Our initial investment in Promix, La Porte, Dixie, Neptune and Nemo exceeded our share of the historical cost of the underlying net assets of such entities (the excess cost). The excess cost of these investments is reflected in our investments in and advances to unconsolidated affiliates for these entities. That portion of excess cost attributable to the tangible plant and/or pipeline assets of each entity is amortized against equity earnings from these entities in a manner similar to depreciation. That portion of excess cost attributable to goodwill is subject to periodic impairment testing and is not amortized.
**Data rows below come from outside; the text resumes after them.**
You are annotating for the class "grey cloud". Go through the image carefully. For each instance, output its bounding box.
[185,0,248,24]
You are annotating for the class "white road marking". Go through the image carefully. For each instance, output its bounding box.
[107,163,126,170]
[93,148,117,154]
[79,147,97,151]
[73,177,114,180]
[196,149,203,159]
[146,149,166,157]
The following table summarizes our excess cost information at June 30, 2003 and December 31, 2002 by the business segment to which the unconsolidated affiliates relate:
For the three months ended June 30, 2003 and 2002, we recorded $0.4 million and $0.3 million, respectively, of excess cost amortization, which is reflected in our equity in earnings from unconsolidated affiliates. We recorded $0.8 million of excess cost amortization for each of the six month periods ended June 30, 2003 and 2002.
Purchase of remaining 50% interest in EPIK
As discussed in Note 3, we purchased the remaining 50% ownership interest in EPIK in March 2003. As a result of this acquisition, EPIK became a wholly-owned subsidiary. We recorded $1.8 million of equity income from EPIK for the two months that it was an unconsolidated subsidiary during the first quarter of 2003.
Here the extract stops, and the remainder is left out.